Il est clair que l'impression 3D a un bel avenir dans la fabrication. Pour l'industrie nucléaire, il ne s'agit pas seulement d'un bon moyen de produire des pièces de rechange pour un réacteur de plus de soixante ans avec au moins la moitié des fournisseurs d'origine disparus ou ayant changé d'inventaire. Avec une foule d'autres nouvelles technologies de fabrication, il offre également de nouvelles options passionnantes en ce qui concerne les nouvelles générations de réacteurs nucléaires, qu'ils soient à fission ou à fusion.

De l'accélération du prototypage de nouveaux réacteurs et concepts à la possibilité de réacteurs alimentant des communautés éloignées et de futures colonies de Lune et de Mars, sans avoir à s'appuyer sur une chaîne d'approvisionnement compliquée, les avantages sont évidents. Le coût n'est pas pris en compte ici, car la production d'un réacteur de cette manière devrait être nettement moins chère et pourrait permettre une fabrication et un assemblage locaux.

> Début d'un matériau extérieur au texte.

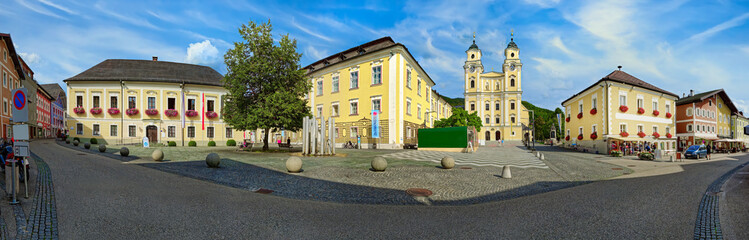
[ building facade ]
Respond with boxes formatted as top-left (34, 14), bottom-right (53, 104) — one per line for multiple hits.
top-left (463, 33), bottom-right (530, 143)
top-left (64, 57), bottom-right (245, 146)
top-left (562, 70), bottom-right (678, 154)
top-left (676, 89), bottom-right (738, 151)
top-left (304, 37), bottom-right (449, 148)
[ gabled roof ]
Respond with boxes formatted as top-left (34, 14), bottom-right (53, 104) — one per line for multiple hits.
top-left (562, 70), bottom-right (679, 105)
top-left (64, 59), bottom-right (223, 86)
top-left (676, 88), bottom-right (739, 113)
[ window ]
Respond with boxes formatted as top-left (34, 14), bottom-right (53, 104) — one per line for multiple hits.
top-left (349, 72), bottom-right (359, 89)
top-left (187, 126), bottom-right (195, 138)
top-left (205, 127), bottom-right (213, 138)
top-left (92, 96), bottom-right (99, 107)
top-left (109, 96), bottom-right (118, 108)
top-left (317, 80), bottom-right (322, 96)
top-left (205, 100), bottom-right (216, 112)
top-left (372, 66), bottom-right (382, 85)
top-left (372, 98), bottom-right (381, 112)
top-left (187, 98), bottom-right (195, 110)
top-left (349, 102), bottom-right (359, 115)
top-left (148, 97), bottom-right (156, 109)
top-left (331, 76), bottom-right (338, 92)
top-left (127, 96), bottom-right (136, 108)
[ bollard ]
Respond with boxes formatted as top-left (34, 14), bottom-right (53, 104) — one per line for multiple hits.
top-left (502, 165), bottom-right (512, 179)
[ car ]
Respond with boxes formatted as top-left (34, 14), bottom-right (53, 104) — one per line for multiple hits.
top-left (684, 145), bottom-right (707, 159)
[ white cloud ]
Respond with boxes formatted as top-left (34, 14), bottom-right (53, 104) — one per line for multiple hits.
top-left (18, 53), bottom-right (42, 64)
top-left (185, 40), bottom-right (219, 65)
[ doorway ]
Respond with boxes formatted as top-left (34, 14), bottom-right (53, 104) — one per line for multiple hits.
top-left (146, 125), bottom-right (159, 143)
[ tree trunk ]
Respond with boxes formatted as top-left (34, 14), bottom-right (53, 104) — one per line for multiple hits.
top-left (263, 128), bottom-right (270, 151)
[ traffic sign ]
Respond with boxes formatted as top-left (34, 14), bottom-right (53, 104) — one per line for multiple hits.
top-left (11, 88), bottom-right (29, 123)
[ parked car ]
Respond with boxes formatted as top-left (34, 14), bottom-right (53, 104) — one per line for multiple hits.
top-left (684, 145), bottom-right (707, 159)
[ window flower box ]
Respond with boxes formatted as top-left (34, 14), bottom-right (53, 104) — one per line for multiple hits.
top-left (164, 109), bottom-right (179, 117)
top-left (125, 108), bottom-right (139, 116)
top-left (619, 105), bottom-right (629, 112)
top-left (88, 108), bottom-right (101, 115)
top-left (146, 109), bottom-right (159, 116)
top-left (185, 110), bottom-right (198, 117)
top-left (73, 107), bottom-right (86, 114)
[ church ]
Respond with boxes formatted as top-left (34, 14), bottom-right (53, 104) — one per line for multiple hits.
top-left (463, 34), bottom-right (530, 143)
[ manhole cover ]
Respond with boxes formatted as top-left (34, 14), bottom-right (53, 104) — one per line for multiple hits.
top-left (255, 188), bottom-right (273, 194)
top-left (406, 188), bottom-right (432, 197)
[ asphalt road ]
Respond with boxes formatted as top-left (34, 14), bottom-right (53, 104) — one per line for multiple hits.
top-left (32, 141), bottom-right (749, 239)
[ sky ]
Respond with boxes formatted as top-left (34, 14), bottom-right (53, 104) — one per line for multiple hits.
top-left (0, 0), bottom-right (749, 112)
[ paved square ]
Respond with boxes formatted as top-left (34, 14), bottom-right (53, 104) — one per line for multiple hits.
top-left (382, 145), bottom-right (549, 169)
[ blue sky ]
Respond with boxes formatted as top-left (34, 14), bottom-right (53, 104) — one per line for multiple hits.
top-left (0, 0), bottom-right (749, 110)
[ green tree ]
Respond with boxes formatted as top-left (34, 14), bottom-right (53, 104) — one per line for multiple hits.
top-left (434, 108), bottom-right (481, 132)
top-left (223, 20), bottom-right (311, 150)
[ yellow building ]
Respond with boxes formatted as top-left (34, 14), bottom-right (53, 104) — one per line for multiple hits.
top-left (65, 57), bottom-right (245, 146)
top-left (463, 33), bottom-right (530, 144)
top-left (562, 70), bottom-right (678, 153)
top-left (302, 37), bottom-right (451, 148)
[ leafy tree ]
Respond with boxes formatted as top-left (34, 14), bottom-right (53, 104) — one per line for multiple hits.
top-left (434, 108), bottom-right (481, 132)
top-left (223, 20), bottom-right (312, 150)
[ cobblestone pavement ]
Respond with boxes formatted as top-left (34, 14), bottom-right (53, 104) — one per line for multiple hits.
top-left (383, 145), bottom-right (549, 169)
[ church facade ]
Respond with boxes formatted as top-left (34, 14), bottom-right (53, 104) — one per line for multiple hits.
top-left (463, 36), bottom-right (530, 141)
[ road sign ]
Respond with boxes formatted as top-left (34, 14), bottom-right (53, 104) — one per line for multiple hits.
top-left (11, 88), bottom-right (29, 123)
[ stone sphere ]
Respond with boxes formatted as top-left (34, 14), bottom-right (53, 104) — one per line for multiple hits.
top-left (151, 149), bottom-right (164, 161)
top-left (120, 147), bottom-right (130, 157)
top-left (205, 153), bottom-right (221, 167)
top-left (442, 156), bottom-right (455, 169)
top-left (286, 157), bottom-right (302, 173)
top-left (372, 156), bottom-right (387, 172)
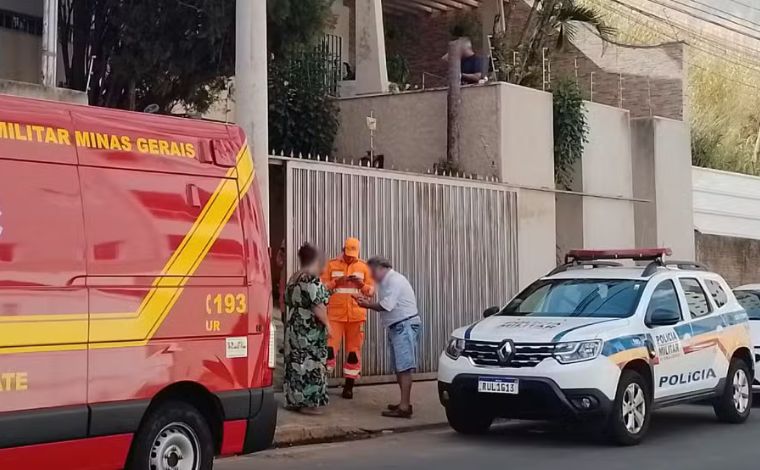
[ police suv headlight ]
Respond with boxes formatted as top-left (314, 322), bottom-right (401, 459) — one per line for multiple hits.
top-left (446, 338), bottom-right (465, 360)
top-left (554, 339), bottom-right (602, 364)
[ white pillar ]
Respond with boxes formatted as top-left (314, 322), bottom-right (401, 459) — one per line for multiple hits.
top-left (355, 0), bottom-right (388, 94)
top-left (235, 0), bottom-right (269, 229)
top-left (42, 0), bottom-right (58, 87)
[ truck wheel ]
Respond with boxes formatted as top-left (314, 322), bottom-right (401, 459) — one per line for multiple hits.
top-left (713, 359), bottom-right (752, 423)
top-left (446, 401), bottom-right (494, 434)
top-left (606, 370), bottom-right (652, 446)
top-left (126, 401), bottom-right (214, 470)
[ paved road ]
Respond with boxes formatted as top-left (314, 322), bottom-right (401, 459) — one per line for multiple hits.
top-left (216, 406), bottom-right (760, 470)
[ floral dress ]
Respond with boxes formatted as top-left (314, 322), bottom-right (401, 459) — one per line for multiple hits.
top-left (283, 273), bottom-right (330, 408)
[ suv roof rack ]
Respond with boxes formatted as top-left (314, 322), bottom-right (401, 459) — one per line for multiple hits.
top-left (547, 260), bottom-right (623, 276)
top-left (547, 248), bottom-right (672, 276)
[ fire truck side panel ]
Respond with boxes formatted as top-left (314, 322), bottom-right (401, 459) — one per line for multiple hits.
top-left (0, 159), bottom-right (87, 448)
top-left (0, 92), bottom-right (276, 469)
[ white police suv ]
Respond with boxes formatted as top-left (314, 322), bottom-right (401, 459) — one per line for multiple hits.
top-left (734, 284), bottom-right (760, 393)
top-left (438, 249), bottom-right (754, 445)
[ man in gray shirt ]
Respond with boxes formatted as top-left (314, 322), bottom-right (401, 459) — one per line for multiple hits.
top-left (356, 256), bottom-right (422, 418)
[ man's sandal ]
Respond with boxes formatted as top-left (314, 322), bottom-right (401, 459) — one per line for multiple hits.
top-left (382, 408), bottom-right (412, 418)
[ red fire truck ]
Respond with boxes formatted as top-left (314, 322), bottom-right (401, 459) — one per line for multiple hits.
top-left (0, 96), bottom-right (277, 470)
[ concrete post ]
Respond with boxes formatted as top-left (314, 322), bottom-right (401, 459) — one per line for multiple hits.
top-left (235, 0), bottom-right (269, 229)
top-left (355, 0), bottom-right (388, 94)
top-left (631, 117), bottom-right (695, 260)
top-left (42, 0), bottom-right (58, 88)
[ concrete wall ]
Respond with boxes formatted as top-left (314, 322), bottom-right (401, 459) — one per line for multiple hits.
top-left (582, 103), bottom-right (636, 248)
top-left (0, 80), bottom-right (87, 104)
top-left (335, 83), bottom-right (557, 286)
top-left (631, 118), bottom-right (695, 259)
top-left (692, 167), bottom-right (760, 286)
top-left (692, 167), bottom-right (760, 241)
top-left (386, 1), bottom-right (688, 120)
top-left (498, 84), bottom-right (557, 288)
top-left (0, 0), bottom-right (65, 83)
top-left (335, 86), bottom-right (501, 177)
top-left (695, 232), bottom-right (760, 287)
top-left (557, 102), bottom-right (636, 258)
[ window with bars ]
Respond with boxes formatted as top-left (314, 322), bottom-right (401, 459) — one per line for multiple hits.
top-left (0, 9), bottom-right (42, 36)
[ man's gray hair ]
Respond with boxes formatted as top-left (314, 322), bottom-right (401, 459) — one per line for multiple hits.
top-left (367, 256), bottom-right (393, 269)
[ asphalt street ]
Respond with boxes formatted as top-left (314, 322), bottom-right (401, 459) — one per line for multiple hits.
top-left (221, 406), bottom-right (760, 470)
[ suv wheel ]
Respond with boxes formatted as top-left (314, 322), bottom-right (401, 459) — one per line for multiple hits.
top-left (446, 400), bottom-right (494, 434)
top-left (126, 401), bottom-right (214, 470)
top-left (607, 370), bottom-right (652, 446)
top-left (713, 358), bottom-right (752, 423)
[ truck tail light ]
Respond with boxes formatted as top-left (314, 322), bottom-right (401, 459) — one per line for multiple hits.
top-left (267, 321), bottom-right (277, 369)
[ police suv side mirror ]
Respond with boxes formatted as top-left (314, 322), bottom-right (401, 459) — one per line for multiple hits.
top-left (647, 308), bottom-right (681, 326)
top-left (483, 307), bottom-right (501, 318)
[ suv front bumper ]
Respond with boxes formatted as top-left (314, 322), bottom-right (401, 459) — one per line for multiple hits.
top-left (438, 374), bottom-right (612, 421)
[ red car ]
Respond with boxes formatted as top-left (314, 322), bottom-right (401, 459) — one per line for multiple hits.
top-left (0, 96), bottom-right (277, 470)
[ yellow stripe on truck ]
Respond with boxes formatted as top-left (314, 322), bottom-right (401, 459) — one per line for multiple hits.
top-left (0, 144), bottom-right (255, 354)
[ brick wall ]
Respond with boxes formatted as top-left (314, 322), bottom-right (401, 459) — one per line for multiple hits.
top-left (695, 232), bottom-right (760, 287)
top-left (385, 4), bottom-right (687, 120)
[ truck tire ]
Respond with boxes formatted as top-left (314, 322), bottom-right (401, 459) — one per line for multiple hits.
top-left (605, 369), bottom-right (652, 446)
top-left (446, 400), bottom-right (494, 435)
top-left (713, 358), bottom-right (752, 424)
top-left (126, 401), bottom-right (214, 470)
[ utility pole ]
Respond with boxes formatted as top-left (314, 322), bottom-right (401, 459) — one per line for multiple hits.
top-left (446, 39), bottom-right (462, 167)
top-left (42, 0), bottom-right (58, 87)
top-left (235, 0), bottom-right (269, 230)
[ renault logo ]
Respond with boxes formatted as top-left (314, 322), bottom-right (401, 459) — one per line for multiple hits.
top-left (496, 339), bottom-right (515, 365)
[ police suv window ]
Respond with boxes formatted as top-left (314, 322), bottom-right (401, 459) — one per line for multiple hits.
top-left (647, 280), bottom-right (683, 320)
top-left (705, 279), bottom-right (728, 308)
top-left (680, 278), bottom-right (712, 318)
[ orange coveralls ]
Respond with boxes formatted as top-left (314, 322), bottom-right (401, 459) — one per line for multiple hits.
top-left (322, 256), bottom-right (375, 379)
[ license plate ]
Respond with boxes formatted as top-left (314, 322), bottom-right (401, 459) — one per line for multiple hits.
top-left (478, 377), bottom-right (520, 395)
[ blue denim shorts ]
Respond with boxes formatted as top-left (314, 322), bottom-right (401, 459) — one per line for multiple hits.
top-left (388, 318), bottom-right (422, 373)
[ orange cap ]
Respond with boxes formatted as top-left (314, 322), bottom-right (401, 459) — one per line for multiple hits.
top-left (343, 237), bottom-right (360, 258)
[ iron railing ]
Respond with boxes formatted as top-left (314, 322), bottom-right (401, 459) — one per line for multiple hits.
top-left (285, 160), bottom-right (518, 377)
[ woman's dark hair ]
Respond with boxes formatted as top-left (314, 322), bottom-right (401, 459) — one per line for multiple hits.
top-left (367, 256), bottom-right (393, 269)
top-left (298, 243), bottom-right (319, 266)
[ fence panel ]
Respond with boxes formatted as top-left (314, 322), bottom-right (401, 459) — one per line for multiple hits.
top-left (286, 160), bottom-right (518, 377)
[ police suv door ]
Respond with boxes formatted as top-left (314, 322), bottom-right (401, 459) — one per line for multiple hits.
top-left (645, 279), bottom-right (691, 400)
top-left (678, 275), bottom-right (728, 394)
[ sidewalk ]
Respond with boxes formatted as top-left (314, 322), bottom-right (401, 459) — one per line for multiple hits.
top-left (274, 381), bottom-right (446, 447)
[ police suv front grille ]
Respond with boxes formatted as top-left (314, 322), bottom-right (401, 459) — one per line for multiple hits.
top-left (462, 341), bottom-right (554, 367)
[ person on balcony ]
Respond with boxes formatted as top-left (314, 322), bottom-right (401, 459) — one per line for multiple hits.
top-left (322, 238), bottom-right (375, 399)
top-left (442, 38), bottom-right (483, 85)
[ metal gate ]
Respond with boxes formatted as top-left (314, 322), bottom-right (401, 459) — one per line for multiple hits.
top-left (286, 160), bottom-right (518, 381)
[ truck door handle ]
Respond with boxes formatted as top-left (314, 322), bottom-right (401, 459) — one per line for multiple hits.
top-left (187, 183), bottom-right (201, 207)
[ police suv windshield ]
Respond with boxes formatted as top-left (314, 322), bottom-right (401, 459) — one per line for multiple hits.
top-left (499, 279), bottom-right (646, 318)
top-left (734, 290), bottom-right (760, 320)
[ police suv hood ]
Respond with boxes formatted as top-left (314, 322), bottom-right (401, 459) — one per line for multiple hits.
top-left (454, 315), bottom-right (629, 343)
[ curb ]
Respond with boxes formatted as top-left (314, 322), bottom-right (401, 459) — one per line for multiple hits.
top-left (272, 422), bottom-right (446, 449)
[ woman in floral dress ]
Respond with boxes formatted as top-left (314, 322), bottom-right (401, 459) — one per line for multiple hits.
top-left (284, 244), bottom-right (330, 414)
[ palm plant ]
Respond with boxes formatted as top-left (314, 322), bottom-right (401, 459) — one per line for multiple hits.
top-left (494, 0), bottom-right (615, 85)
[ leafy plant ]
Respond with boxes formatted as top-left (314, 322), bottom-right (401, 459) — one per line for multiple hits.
top-left (552, 78), bottom-right (589, 190)
top-left (267, 0), bottom-right (340, 156)
top-left (386, 54), bottom-right (409, 86)
top-left (270, 0), bottom-right (335, 57)
top-left (269, 48), bottom-right (339, 156)
top-left (493, 0), bottom-right (615, 86)
top-left (59, 0), bottom-right (235, 113)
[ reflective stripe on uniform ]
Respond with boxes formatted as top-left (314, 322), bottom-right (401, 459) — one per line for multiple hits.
top-left (334, 287), bottom-right (359, 294)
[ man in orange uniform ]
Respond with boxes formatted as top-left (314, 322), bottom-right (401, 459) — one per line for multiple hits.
top-left (322, 238), bottom-right (375, 399)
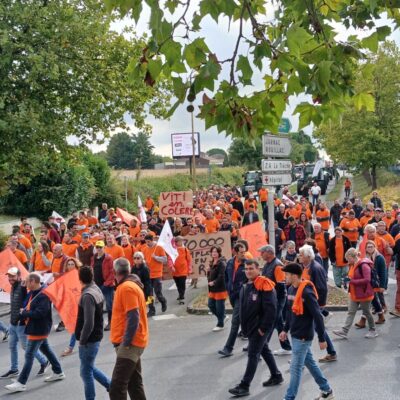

De toute évidence, tout cela est une mauvaise nouvelle pour les personnes n'ayant pas accès à une imprimante SLM ou similaire, mais qui sait, peut-être que dans une dizaine d'années encore, nous imprimerons tous nos propres moteurs de fusée et composants de réacteurs à fusion à la maison.

François Zipponi
Je suis François Zipponi, éditorialiste pour le site 10-raisons.fr. J'ai commencé ma carrière de journaliste en 2004, et j'ai travaillé pour plusieurs médias français, dont le Monde et Libération. En 2016, j'ai rejoint 10-raisons.fr, un site innovant proposant des articles sous la forme « 10 raisons de... ». En tant qu'éditorialiste, je me suis engagé à fournir un contenu original et pertinent, abordant des sujets variés tels que la politique, l'économie, les sciences, l'histoire, etc. Je m'efforce de toujours traiter les sujets de façon objective et impartiale. Mes articles sont régulièrement partagés sur les réseaux sociaux et j'interviens dans des conférences et des tables rondes autour des thèmes abordés sur 10-raisons.fr.